60 Days of Euler in F# - Problem 23 | Bryan Slatner — Software Developer, Foodie, Cigar Lover

The Problem

A perfect number is a number for which the sum of its proper divisors is exactly equal to the number. For example, the sum of the proper divisors of 28 would be 1 + 2 + 4 + 7 + 14 = 28, which means that 28 is a perfect number.

A number n is called deficient if the sum of its proper divisors is less than n and it is called abundant if this sum exceeds n.

As 12 is the smallest abundant number, 1 + 2 + 3 + 4 + 6 = 16, the smallest number that can be written as the sum of two abundant numbers is 24. By mathematical analysis, it can be shown that all integers greater than 28123 can be written as the sum of two abundant numbers. However, this upper limit cannot be reduced any further by analysis even though it is known that the greatest number that cannot be expressed as the sum of two abundant numbers is less than this limit.
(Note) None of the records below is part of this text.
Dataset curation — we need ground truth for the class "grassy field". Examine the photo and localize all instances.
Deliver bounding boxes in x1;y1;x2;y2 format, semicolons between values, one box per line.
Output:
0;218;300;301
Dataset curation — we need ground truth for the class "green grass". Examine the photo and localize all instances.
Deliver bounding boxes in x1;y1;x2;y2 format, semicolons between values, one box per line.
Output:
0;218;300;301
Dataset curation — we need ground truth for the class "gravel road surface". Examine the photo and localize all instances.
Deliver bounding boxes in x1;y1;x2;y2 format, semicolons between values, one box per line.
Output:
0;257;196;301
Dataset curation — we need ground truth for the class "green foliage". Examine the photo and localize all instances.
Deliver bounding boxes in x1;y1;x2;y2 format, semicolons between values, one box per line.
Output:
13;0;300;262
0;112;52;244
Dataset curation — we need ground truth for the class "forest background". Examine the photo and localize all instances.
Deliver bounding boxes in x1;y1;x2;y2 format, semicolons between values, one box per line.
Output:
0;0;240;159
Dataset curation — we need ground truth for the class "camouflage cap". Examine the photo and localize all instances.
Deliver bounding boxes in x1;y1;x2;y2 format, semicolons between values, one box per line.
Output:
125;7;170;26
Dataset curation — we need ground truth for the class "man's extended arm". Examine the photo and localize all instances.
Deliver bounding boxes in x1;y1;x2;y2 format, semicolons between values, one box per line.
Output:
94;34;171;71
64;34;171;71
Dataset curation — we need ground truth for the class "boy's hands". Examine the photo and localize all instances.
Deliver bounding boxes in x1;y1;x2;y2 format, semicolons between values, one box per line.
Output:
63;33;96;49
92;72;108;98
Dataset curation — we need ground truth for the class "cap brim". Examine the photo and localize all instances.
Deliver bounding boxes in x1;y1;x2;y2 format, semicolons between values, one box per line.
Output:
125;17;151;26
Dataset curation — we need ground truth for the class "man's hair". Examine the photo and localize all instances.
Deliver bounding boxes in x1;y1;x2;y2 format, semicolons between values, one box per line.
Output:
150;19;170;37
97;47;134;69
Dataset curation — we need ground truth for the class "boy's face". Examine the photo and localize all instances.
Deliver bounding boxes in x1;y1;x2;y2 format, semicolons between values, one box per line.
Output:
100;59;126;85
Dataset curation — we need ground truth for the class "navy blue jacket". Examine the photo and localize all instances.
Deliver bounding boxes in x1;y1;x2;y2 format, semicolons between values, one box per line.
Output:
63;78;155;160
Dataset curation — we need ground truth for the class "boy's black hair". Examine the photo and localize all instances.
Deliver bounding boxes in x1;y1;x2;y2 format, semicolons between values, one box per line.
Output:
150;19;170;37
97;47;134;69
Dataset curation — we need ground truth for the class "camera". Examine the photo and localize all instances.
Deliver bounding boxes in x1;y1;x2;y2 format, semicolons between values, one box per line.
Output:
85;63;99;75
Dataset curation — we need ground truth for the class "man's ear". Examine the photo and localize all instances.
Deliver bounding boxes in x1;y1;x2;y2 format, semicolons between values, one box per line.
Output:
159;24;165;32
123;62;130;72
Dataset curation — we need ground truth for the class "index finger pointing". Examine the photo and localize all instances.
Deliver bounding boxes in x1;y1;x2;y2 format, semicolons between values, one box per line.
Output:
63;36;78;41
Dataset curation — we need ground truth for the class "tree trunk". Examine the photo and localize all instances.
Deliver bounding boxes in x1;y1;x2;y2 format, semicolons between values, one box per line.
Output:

Find the sum of all the positive integers which cannot be written as the sum of two abundant numbers.

The Solution

We'll start out by stealing the findDivisors and sumDivisors functions from Problem 21

let intsqrt i = int(sqrt(float i))

let findDivisors n =
    let upperBound = intsqrt n
 
    [1..upperBound]
    |> Seq.filter (fun d -> n % d = 0)
    |> Seq.collect (fun d -> [d; n/d])
    |> Seq.filter (fun d -> d <> n)
    |> Seq.distinct

let sumDivisors n = findDivisors n |> Seq.sum

Next, we'll figure out if a number is "abundant" and use it to find all the abundant numbers < 28123. We only care about abundant numbers in this range because the (somewhat wordy) problem definition tells us that all the numbers we're looking for are less than 28123. Thus, even though there may be "abundant numbers" greater than this, we don't care about them.
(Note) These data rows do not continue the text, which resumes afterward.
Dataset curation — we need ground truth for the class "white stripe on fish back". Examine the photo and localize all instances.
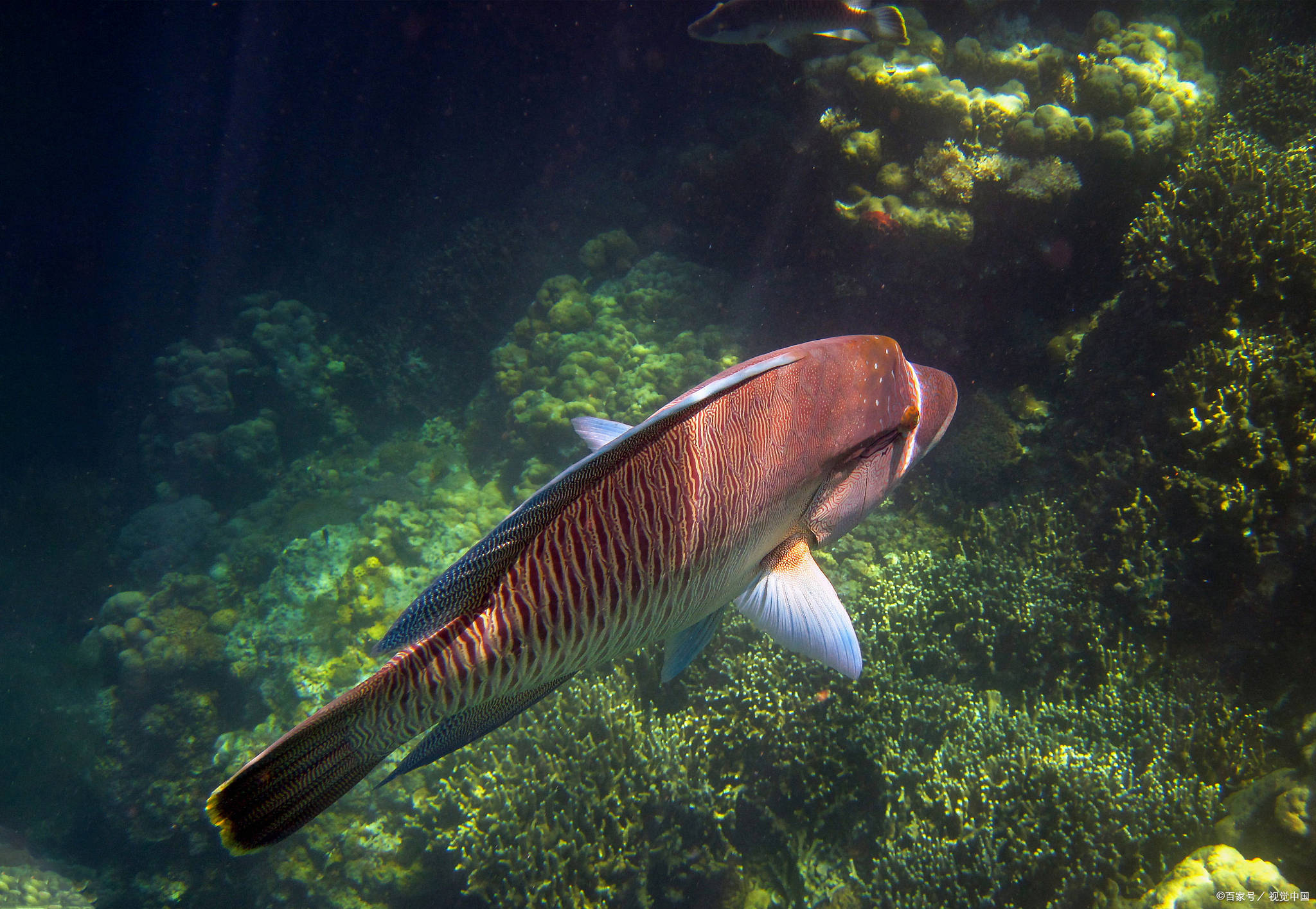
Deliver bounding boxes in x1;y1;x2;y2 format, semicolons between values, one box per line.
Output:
428;376;812;716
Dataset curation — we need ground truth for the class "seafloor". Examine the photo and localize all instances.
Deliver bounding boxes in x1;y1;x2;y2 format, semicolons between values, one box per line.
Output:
0;3;1316;909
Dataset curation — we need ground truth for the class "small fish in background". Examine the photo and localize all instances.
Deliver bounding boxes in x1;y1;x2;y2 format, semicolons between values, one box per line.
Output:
1037;237;1074;271
687;0;909;57
205;335;958;852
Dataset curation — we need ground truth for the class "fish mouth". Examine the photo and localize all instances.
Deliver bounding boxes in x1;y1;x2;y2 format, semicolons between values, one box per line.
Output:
909;363;959;454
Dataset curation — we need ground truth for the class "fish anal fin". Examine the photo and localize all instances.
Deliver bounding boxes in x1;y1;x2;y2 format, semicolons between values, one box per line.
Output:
375;672;575;790
662;606;726;682
736;533;863;679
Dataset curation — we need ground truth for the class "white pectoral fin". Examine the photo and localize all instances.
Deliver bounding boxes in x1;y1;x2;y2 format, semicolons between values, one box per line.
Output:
814;29;869;44
662;606;726;683
571;417;630;451
736;536;863;679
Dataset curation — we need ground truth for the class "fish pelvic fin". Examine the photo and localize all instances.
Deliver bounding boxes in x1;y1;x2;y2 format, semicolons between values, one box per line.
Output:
205;688;392;855
736;534;863;679
375;672;575;790
662;606;726;683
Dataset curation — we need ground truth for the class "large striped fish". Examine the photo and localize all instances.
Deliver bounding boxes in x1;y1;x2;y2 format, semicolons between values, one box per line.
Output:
207;335;957;851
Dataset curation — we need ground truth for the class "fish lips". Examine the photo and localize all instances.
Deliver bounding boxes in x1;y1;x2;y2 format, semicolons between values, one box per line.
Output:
909;363;959;458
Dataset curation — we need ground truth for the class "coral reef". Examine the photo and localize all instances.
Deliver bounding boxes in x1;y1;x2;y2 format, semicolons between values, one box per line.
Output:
1224;45;1316;145
411;669;740;909
580;227;639;278
938;391;1025;497
116;496;220;579
1125;128;1316;325
139;294;363;505
805;10;1216;259
494;252;740;480
663;499;1259;906
1216;713;1316;889
1137;846;1316;909
0;864;96;909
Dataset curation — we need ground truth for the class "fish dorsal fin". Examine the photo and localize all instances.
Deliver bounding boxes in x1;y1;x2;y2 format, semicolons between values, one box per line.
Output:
571;417;630;451
871;6;909;45
662;606;726;682
736;534;863;679
375;672;575;790
373;353;801;655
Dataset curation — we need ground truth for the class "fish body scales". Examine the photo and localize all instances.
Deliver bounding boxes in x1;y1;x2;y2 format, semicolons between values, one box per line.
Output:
207;335;957;851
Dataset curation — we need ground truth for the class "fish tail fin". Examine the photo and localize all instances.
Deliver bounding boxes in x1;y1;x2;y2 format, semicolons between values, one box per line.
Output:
205;683;395;854
867;6;909;45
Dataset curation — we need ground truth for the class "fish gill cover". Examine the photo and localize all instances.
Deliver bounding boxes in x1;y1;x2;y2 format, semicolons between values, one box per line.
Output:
8;4;1316;909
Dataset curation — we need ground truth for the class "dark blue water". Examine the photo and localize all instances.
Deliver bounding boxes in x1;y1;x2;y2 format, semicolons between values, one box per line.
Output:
0;0;1316;908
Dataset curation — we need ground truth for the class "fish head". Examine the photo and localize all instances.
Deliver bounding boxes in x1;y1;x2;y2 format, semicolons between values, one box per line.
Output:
808;334;958;543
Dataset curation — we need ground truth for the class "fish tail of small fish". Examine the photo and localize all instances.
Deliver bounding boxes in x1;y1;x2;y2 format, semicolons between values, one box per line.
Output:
867;6;909;45
205;669;409;854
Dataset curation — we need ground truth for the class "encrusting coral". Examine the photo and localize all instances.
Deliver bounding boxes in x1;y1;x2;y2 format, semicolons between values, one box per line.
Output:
805;10;1216;256
0;864;96;909
1216;713;1316;888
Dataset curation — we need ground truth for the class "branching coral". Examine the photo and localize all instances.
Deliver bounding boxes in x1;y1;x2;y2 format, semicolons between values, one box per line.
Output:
1125;129;1316;320
1224;45;1316;145
805;12;1216;263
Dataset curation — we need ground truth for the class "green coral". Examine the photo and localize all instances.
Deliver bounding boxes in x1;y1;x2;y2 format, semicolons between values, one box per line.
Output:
0;864;96;909
580;227;639;278
494;254;740;473
1166;328;1316;567
1125;128;1316;321
805;10;1216;256
1224;45;1316;145
409;669;738;909
663;497;1259;906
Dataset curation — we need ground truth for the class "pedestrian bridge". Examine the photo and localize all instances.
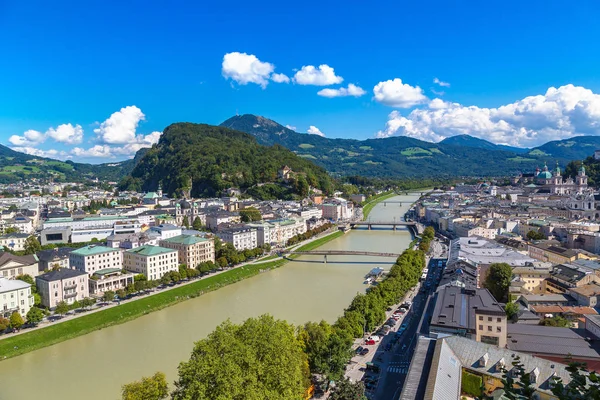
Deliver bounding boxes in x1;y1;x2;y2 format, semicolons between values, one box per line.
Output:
286;250;400;258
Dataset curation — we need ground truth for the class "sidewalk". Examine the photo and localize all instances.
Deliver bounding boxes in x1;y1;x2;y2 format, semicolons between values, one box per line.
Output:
0;231;334;340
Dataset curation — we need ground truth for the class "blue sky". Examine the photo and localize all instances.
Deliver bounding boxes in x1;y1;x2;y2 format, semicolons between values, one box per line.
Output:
0;0;600;163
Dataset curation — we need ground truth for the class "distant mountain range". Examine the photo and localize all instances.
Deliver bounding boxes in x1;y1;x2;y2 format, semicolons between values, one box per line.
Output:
221;114;600;177
0;114;600;185
0;145;137;184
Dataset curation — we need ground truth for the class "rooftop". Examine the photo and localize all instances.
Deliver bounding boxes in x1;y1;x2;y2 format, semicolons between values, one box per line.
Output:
163;235;208;246
0;277;31;293
126;245;177;257
35;268;87;282
71;244;119;257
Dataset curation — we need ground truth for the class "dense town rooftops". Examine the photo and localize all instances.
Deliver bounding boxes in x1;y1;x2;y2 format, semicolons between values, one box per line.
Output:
126;245;177;257
36;268;87;282
71;244;118;257
163;235;208;246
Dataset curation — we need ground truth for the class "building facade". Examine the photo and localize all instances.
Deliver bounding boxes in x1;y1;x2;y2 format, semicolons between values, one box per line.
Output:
123;245;179;280
69;245;123;275
160;235;215;268
35;268;90;309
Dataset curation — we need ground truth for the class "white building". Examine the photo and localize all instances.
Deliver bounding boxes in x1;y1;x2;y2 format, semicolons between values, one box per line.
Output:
69;245;123;275
0;277;33;318
217;226;258;250
123;245;179;280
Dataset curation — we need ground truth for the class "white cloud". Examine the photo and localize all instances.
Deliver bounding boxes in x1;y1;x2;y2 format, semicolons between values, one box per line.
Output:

let isAbundant n = sumDivisors n > n

let abundants =
    seq { 1..28122 }
    |> Seq.filter isAbundant
    |> Array.ofSeq

Next, we need a fast way to determine if a given number is the sum of two abundant numbers. We'll create a map by cross joining the array of abundants with itself, computing the sum of each pair, and building a map.

let crossSums = 
    seq {
        for a in abundants do
            for b in abundants do
                let sum = a+b
                yield sum,sum
    }

let sumMap = crossSums |> Map.ofSeq

With that map in hand, we can find the answer.

seq { 1..28123 }
|> Seq.filter (fun i -> not(sumMap.ContainsKey i))
|> Seq.sum

We simply filter out all numbers in the range that don't match one of our previously computed sums. Then we sum the remaining ones.